C. Management's responsibility to conduct capital and liquidity analysis and planning.
The DRPC shall:
- Review the Firm's capital allocation.
- Unless reviewed and approved by the Board as a whole, review and approve the Firm's Internal Capital Adequacy Assessment Process, the Recovery Plan and the annual capital plan.
- Review liquidity risk guidelines, reports from management pertaining to liquidity risk, and any material changes recommended to existing liquidity or funding guidelines. If liquidity management issues develop between meetings of the DRPC that the Chief Financial Officer believes could have a material adverse impact on the Firm, the Chief Financial Officer will promptly report such issues to the Chairman of the DRPC.
D. Management's responsibility to provide effective risk management.
- The Firm's Chief Risk Officer reports to the CEO and is accountable to the Board, primarily through the DRPC.
- The DRPC shall consult with the CEO and concur in the appointment, evaluation and any replacement, reassignment, or dismissal of the Chief Risk Officer. The DRPC or its Chair shall consult with the CEO and the Compensation & Management Development Committee or its Chair on the compensation of the Chief Risk Officer.
- The DRPC shall review the Chief Risk Officer's proposed priorities, budget and staffing plans annually.
- The Chief Risk Officer and the Chief Risk Officers for each line of business will, at each regularly scheduled meeting, discuss with the DRPC any concerns that they believe could reasonably be material to the Firm or to a line of business. Such officers shall also describe any actions that have been or are planned to be taken to address such concerns.
- If risk management issues develop between meetings of the DRPC that the Chief Risk Officer believes could have a material adverse impact on the Firm, the Chief Risk Officer will promptly report such issues to the Chairman of the DRPC.
- The DRPC shall, together with the Audit Committee, review reports prepared by Internal Audit regarding the performance of the risk management function.
E. Management's responsibility to manage the Firm's fiduciary risk.
- The DRPC is responsible for oversight of the Firm's fiduciary risks, including those arising from asset management activities. In that capacity, the DRPC reviews the oversight structure for fiduciary activities, reviews general policies and receives reports regarding these activities.
- The DRPC shall review, at least annually, the committee's charter and recommend any proposed changes to the Corporate Governance & Nominating Committee for approval.

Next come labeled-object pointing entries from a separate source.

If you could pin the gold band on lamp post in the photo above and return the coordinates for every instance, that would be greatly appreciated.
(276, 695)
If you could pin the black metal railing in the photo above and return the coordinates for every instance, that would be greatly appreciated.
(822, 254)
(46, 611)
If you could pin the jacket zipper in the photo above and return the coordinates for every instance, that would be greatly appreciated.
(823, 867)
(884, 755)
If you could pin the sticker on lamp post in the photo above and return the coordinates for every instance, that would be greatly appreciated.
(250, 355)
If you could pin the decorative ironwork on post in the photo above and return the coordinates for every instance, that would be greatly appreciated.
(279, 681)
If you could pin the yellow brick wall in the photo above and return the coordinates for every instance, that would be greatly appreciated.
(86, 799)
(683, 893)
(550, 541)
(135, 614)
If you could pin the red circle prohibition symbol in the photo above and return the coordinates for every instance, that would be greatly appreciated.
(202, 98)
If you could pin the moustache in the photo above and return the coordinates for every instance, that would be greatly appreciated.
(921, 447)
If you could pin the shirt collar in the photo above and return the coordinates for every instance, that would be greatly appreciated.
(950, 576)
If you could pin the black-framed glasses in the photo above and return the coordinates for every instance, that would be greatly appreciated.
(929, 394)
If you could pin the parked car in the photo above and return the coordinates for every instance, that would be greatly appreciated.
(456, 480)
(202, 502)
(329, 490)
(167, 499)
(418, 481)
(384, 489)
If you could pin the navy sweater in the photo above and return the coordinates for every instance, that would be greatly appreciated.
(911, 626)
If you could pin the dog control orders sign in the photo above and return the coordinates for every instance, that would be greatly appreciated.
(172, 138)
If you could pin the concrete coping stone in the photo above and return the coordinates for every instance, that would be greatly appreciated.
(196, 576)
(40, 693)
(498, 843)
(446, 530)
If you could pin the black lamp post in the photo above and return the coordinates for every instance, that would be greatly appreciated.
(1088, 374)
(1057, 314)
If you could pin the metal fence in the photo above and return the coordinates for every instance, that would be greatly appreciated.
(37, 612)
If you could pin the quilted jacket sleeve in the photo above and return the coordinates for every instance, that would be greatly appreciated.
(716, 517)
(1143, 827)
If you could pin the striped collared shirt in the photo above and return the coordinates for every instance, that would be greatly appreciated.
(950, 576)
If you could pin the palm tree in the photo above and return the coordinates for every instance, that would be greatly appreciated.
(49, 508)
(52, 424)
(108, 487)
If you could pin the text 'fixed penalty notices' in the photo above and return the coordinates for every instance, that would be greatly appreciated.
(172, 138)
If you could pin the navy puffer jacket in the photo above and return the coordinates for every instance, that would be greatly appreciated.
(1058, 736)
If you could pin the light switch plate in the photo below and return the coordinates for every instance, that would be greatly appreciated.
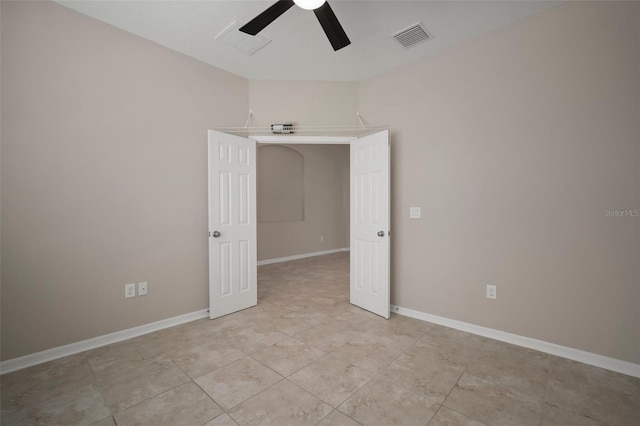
(142, 288)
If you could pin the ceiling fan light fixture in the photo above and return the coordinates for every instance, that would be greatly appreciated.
(309, 4)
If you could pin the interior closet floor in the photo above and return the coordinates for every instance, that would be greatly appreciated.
(305, 356)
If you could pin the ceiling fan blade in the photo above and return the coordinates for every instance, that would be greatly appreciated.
(331, 26)
(260, 22)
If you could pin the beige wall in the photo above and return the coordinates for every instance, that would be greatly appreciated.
(305, 103)
(515, 144)
(326, 205)
(104, 176)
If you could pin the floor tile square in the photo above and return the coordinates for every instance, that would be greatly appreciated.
(236, 382)
(366, 352)
(381, 403)
(288, 356)
(492, 404)
(429, 377)
(82, 406)
(138, 380)
(185, 404)
(331, 379)
(283, 404)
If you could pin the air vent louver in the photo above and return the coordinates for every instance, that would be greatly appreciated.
(412, 35)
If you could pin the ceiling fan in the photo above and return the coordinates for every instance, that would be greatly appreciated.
(330, 24)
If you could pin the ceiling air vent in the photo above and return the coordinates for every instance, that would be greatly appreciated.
(241, 41)
(413, 35)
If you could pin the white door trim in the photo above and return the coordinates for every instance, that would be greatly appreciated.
(311, 140)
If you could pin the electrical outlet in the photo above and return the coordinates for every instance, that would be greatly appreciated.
(129, 290)
(142, 288)
(492, 292)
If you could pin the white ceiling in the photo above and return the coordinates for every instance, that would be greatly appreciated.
(299, 49)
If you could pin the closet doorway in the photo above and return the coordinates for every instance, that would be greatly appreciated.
(233, 219)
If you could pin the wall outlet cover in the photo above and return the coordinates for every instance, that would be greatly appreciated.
(143, 289)
(129, 290)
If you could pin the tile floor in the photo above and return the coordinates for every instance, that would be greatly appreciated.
(305, 356)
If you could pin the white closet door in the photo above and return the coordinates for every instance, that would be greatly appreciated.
(232, 224)
(370, 227)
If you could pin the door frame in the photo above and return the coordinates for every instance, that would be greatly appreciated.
(316, 140)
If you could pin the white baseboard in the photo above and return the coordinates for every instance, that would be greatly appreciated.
(596, 360)
(96, 342)
(300, 256)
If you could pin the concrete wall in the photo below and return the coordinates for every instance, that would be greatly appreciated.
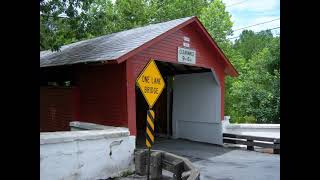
(197, 108)
(94, 154)
(264, 130)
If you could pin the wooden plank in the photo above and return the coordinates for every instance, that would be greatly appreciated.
(248, 143)
(248, 137)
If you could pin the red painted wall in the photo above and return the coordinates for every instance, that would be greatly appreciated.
(102, 94)
(58, 106)
(166, 50)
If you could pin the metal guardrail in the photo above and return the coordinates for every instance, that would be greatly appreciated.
(251, 141)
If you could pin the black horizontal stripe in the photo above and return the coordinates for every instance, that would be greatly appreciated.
(150, 116)
(149, 139)
(150, 128)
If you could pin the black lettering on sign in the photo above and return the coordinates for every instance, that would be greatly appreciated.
(151, 90)
(156, 81)
(145, 79)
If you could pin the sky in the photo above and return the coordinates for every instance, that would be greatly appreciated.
(249, 12)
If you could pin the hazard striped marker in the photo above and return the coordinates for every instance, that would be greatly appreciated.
(150, 129)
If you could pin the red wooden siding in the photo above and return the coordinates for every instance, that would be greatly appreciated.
(58, 106)
(103, 94)
(166, 50)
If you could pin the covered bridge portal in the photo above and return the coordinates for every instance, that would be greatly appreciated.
(94, 81)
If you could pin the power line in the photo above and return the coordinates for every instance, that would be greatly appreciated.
(256, 24)
(266, 29)
(237, 3)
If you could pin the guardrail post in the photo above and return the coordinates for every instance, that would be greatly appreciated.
(250, 148)
(276, 150)
(140, 162)
(156, 168)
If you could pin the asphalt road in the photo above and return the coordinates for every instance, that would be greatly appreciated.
(221, 163)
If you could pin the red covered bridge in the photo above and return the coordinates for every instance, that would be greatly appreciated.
(94, 81)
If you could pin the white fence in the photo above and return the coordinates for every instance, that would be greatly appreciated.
(88, 154)
(263, 130)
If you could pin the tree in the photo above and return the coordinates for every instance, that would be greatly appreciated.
(62, 22)
(255, 95)
(250, 43)
(217, 21)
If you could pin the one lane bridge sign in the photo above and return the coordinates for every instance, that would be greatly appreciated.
(151, 83)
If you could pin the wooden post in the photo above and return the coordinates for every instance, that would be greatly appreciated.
(276, 150)
(250, 148)
(178, 170)
(155, 167)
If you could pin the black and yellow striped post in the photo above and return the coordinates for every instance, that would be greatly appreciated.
(149, 136)
(150, 129)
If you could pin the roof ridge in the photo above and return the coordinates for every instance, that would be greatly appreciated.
(102, 36)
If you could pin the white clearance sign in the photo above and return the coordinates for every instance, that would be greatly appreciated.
(186, 55)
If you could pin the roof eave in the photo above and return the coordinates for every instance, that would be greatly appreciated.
(153, 41)
(232, 72)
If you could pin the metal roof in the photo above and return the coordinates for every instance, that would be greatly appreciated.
(108, 47)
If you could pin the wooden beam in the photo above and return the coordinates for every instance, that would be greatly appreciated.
(248, 143)
(248, 137)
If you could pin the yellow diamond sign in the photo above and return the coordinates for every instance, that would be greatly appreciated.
(151, 83)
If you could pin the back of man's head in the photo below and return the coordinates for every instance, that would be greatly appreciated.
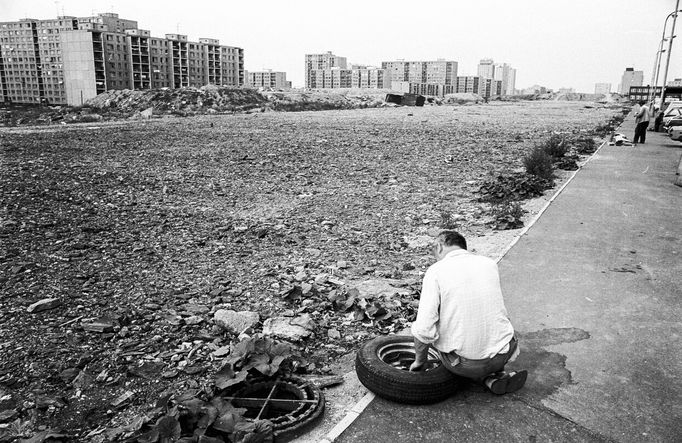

The DRPC shall conduct, and report to the Board, the results of an annual performance evaluation of the DRPC. This evaluation shall compare the performance of the DRPC with the requirements of this charter.
As of March 19, 2013, the DRPC has designated the following as Primary Risk Policies: Capital Risk Management, Consumer Risk Management, Country Risk Management, Liquidity Risk Management, Market Risk Management, Model Risk Policy, Operational Risk Management, Principal Risk Management, Reputation Risk, Risk Appetite, Risk Management Governance, and Wholesale Credit Risk Management.